Oracle SQL sub query vs inner join - oracle

At first, I seen the select statement on Oracle Docs.
I have some question about oracle select behaviour, when my query contain select,join,where.
see this below for information:
My sample table:
[ P_IMAGE_ID ]
IMAGE_ID (PK)
FILE_NAME
FILE_TYPE
...
...
[ P_IMG_TAG ]
IMG_TAG_ID (PK)
IMAGE_ID (FK)
TAG
...
...
My requirement are: get distinct of image when it's tag is "70702".
Method 1: Select -> Join -> Where -> Distinct
SELECT DISTINCT PID.IMAGE_ID
, PID.FILE_NAME
FROM P_IMAGE_ID PID
INNER JOIN P_IMG_TAG PTAG
ON PTAG.IMAGE_ID = PID.IMAGE_ID
WHERE PTAG.TAG = '70702';
I think the query behaviour should be like:
join table -> hint where cause -> distinct select
I use Oracle SQL developer to get the explain plan:
Method 1 cost 76.
Method 2: Select -> Where -> Where -> Distinct
SELECT DISTINCT PID.IMAGE_ID
, PID.FILE_NAME
FROM P_IMAGE_ID PID
WHERE PID.IMAGE_ID IN
(
SELECT PTAG.IMAGE_ID
FROM P_IMG_TAG PTAG
WHERE PTAG.TAG = '70702'
);
I think the second query behaviour should be like:
hint where cause -> hint where cause -> distinct select
I use Oracle SQL developer to get the explain plan too:
Method 2 cost 76 too.

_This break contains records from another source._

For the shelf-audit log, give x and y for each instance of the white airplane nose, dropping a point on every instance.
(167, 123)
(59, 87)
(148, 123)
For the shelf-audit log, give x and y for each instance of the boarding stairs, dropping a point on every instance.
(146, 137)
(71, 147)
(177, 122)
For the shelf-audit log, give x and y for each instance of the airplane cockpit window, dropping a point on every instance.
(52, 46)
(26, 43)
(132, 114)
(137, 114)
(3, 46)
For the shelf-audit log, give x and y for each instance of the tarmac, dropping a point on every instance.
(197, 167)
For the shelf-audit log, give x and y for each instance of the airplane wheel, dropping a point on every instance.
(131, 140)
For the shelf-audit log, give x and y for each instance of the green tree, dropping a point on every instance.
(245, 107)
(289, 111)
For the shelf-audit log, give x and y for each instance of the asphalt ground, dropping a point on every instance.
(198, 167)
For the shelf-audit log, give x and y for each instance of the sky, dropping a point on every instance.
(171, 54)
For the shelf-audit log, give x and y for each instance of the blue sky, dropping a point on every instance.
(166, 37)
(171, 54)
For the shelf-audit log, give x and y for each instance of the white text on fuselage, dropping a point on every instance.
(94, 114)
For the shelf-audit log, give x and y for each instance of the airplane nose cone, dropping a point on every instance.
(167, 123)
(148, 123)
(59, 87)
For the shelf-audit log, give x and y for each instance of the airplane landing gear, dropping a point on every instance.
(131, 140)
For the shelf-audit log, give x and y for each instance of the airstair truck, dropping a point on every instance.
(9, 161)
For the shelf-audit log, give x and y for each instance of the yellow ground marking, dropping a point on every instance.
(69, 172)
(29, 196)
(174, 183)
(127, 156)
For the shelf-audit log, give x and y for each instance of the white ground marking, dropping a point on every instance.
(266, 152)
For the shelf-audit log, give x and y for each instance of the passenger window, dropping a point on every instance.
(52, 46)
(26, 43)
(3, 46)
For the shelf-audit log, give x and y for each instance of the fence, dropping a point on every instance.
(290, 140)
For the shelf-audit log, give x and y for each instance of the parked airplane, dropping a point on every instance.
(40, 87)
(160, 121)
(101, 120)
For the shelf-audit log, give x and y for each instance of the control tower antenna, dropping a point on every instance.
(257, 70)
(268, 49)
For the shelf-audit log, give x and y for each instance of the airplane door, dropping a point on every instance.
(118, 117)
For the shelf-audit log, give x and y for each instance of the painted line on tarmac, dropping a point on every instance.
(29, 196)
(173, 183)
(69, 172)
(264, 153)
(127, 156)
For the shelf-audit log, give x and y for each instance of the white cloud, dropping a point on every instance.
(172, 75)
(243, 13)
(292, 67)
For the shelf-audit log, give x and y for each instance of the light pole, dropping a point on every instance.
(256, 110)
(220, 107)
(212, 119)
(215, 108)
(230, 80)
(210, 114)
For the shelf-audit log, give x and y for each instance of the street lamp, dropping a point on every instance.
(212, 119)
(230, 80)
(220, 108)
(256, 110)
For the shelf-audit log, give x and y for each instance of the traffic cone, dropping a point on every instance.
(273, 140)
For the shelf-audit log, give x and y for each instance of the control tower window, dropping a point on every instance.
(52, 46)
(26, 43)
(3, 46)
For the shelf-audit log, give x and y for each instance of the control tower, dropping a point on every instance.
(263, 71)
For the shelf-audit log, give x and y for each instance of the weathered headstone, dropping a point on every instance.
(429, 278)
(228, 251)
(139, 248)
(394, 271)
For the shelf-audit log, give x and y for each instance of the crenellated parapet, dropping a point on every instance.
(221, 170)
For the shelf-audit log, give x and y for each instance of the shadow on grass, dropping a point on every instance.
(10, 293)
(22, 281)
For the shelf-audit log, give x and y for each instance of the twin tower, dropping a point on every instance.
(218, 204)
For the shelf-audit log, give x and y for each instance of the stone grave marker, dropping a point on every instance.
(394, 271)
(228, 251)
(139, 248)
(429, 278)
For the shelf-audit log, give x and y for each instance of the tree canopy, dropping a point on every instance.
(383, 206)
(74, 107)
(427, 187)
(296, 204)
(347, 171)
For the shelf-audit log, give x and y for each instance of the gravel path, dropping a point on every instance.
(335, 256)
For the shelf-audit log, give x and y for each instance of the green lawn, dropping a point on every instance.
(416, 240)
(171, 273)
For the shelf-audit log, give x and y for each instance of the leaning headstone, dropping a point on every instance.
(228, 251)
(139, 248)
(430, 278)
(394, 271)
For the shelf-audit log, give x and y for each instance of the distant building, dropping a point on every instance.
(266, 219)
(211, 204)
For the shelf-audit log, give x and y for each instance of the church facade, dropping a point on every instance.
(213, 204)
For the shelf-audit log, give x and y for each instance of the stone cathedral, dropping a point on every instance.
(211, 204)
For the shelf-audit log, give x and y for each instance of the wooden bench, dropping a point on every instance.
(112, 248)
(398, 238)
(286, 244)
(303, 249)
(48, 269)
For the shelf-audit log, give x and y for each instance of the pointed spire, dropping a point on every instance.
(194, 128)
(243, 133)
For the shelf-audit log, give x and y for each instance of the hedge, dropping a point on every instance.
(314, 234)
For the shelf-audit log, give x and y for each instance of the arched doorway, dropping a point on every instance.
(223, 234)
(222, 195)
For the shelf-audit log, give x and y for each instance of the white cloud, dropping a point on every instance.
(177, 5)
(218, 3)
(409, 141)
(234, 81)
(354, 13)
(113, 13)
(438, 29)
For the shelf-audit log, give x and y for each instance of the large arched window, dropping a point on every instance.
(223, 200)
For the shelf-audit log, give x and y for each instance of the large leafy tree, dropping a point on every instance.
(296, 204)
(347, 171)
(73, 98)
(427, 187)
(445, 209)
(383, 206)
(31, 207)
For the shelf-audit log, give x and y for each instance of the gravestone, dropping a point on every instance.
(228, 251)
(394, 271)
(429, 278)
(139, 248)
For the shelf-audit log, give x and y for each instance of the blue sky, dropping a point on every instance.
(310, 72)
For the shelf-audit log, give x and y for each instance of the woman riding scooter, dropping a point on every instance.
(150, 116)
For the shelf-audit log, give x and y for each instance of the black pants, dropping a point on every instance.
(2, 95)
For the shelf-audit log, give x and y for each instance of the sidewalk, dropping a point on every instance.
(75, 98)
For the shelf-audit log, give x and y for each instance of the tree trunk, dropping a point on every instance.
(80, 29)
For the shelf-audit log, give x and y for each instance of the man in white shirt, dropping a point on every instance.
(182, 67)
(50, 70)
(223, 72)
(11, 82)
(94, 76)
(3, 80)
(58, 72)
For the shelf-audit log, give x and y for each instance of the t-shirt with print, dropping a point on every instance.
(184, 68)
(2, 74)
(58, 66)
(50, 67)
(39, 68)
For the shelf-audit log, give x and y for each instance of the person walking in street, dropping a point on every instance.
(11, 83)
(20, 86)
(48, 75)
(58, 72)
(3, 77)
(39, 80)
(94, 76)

Why?
I believe when I try where cause first for reduce the database process and avoid join table that query performance should be better than the table join query, but now when I test it, I am confused, why 2 method cost are equal ?
Or am I misunderstood something ?
List of my question here:
Why 2 method above cost are equal ?
If the result of sub select Tag = '70702' more than thousand or million or more, use join table should be better alright ?
If the result of sub select Tag = '70702' are least, use sub select for reduce data query process is better alright ?
When I use method 1 Select -> Join -> Where -> Distinct mean the database process table joining before hint where cause alright ?
Someone told me when i move hint cause Tag = '70702' into join cause
(ie. INNER JOIN P_IMG_TAG PTAG ON PAT.IMAGE_ID = PID.IMAGE_ID AND PTAG.TAG = '70702' ) it's performance may be better that's alright ?
I read topic subselect vs outer join and subquery or inner join but both are for SQL Server, I don't sure that may be like Oracle database.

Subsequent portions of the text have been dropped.